Tuesday, May 25, 2010

Golden Euro

Following the great stock market crash of 1929, the global financial system was in was in complete disarray and the world was flung into arguably the worst depression we will ever see. What did the gold standard have to do with it? How is this a perfect analogy for the modern day Euro?

First let me try to tackle the gold issue. There seems to always be a rabble of goldbug economists pointing to the gold standard as the magic bullet that will end our woes and return peace and stability to the world. Under a gold standard, they argue, our governments will be forced to maintain the value of the national currency, and not secretly, diabolically chip away at the fortunes of their citizens through inflation. Of course, what they don't realize is that 1) governments are just as trustworthy under both regimes 2) tying a currency to a (arbitrary) raw material removes the ability to combat recessions, ie. monetary policy and 3) This leads to deflation and deflation does not help the economy grow.

Now back to the history lesson:In 1931, when 13 countries decided to abandon the gold peg and pursue monetary measures, all of them experienced growth by 1932. The countries that stuck with gold, by contrast, experienced an average output decline of 15% in 1932. By 1936 there were three faithful left (France, Poland and the Netherlands) and by gosh they suffered for it. While all the de-gilded countries were growing, these three shrunk by 6% in 1936.

Ok, we don't really need ancient history to tell us deflation has terribly disruptive effects on the financial system.
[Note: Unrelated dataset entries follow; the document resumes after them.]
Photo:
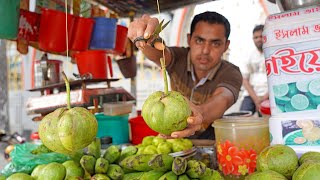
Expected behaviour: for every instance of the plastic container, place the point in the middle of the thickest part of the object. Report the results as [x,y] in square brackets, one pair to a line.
[139,130]
[9,18]
[265,108]
[117,108]
[55,68]
[52,33]
[291,49]
[116,127]
[128,66]
[121,39]
[296,132]
[92,62]
[104,33]
[238,142]
[82,34]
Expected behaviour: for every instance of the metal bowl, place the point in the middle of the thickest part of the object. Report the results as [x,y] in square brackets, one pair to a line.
[285,5]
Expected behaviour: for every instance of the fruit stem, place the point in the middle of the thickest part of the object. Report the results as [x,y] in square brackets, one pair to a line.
[163,67]
[66,81]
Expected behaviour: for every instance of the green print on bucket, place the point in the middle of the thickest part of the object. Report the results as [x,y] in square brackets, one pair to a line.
[297,96]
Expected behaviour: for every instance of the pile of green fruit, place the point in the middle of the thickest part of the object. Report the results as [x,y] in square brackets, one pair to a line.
[158,145]
[281,162]
[116,164]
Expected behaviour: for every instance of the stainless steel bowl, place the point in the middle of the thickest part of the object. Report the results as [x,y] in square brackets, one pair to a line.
[285,5]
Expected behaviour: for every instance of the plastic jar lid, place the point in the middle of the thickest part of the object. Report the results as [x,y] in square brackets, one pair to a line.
[241,123]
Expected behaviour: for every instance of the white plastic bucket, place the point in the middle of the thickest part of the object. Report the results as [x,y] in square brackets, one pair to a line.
[292,58]
[296,132]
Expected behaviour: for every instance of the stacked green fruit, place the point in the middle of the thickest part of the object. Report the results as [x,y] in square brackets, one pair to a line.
[158,145]
[115,163]
[281,162]
[163,166]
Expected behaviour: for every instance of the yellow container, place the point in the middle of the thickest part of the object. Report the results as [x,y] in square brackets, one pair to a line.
[239,141]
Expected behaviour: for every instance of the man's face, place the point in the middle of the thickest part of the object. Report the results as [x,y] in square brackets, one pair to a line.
[207,45]
[257,39]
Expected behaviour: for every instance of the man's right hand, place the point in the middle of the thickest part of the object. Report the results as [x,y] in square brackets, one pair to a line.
[142,27]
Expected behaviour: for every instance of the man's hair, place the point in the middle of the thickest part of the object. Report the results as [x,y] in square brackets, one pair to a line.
[258,28]
[211,18]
So to the moral of the story; monetary policy is key for fighting recessions. Nations like Greece, Spain and Portugal cannot pursue their own monetary policy. They are stuck to the Euro like they were to gold.
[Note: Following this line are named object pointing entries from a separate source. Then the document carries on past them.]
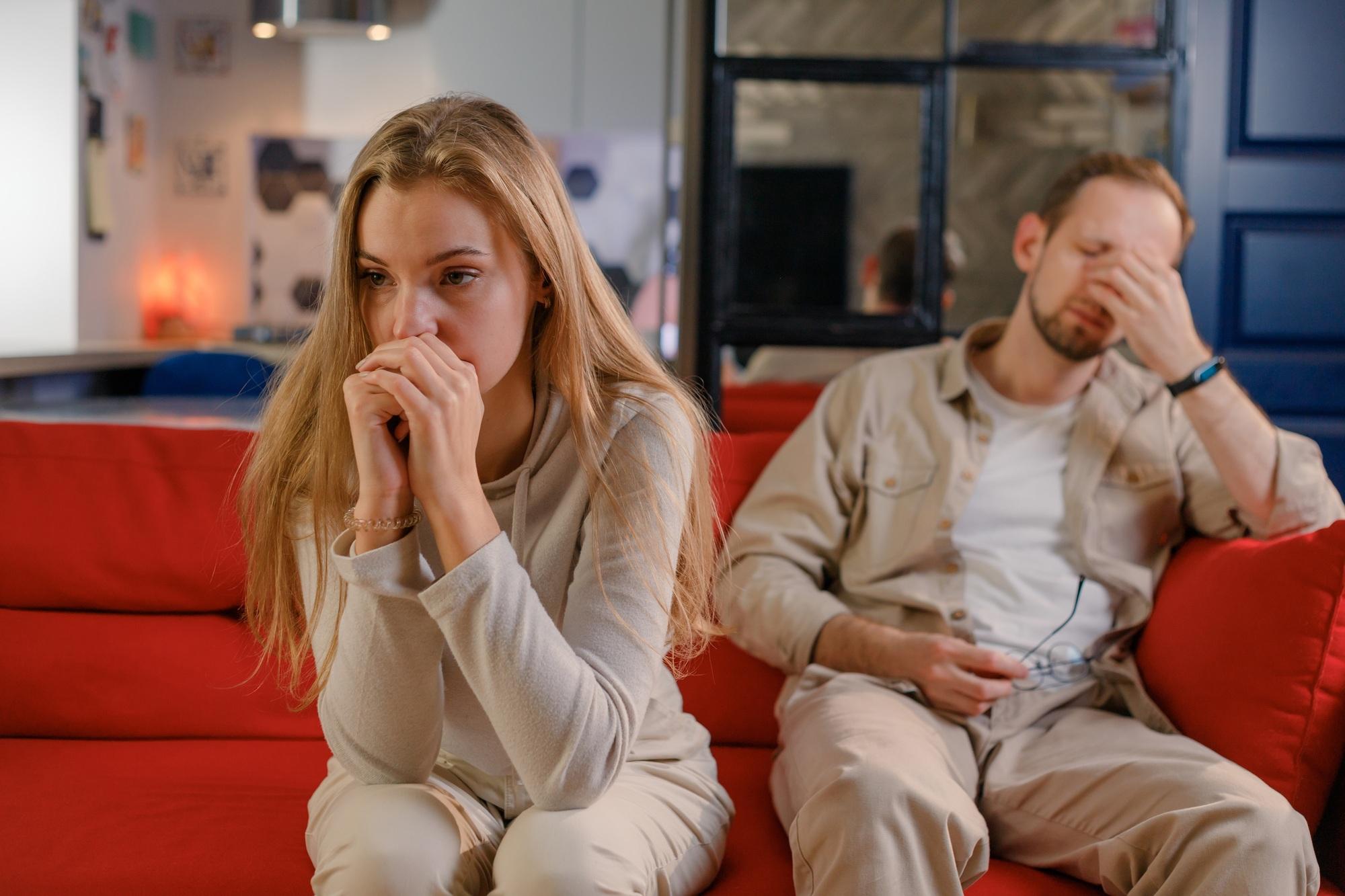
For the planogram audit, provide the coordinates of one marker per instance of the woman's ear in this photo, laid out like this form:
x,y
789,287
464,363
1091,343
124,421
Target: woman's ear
x,y
545,292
So not only is Greece suffering but now Germany is very angry (sorry for the poor source) because the Euro is being pimped out to help bail out the Greeks. Greece (Spain, Portugal, Italy...) would do better, if could escape with their banking systems intact, to throw off the shackles of the Euro, lest they forget...

Unfortunatly for countries up against the zero lower bound interest rate, monetary policy becomes ineffective, as Japan has found. This is when they should turn to fiscal expansion. But this is another argument for another day.

And yes, that is a gold vending machine.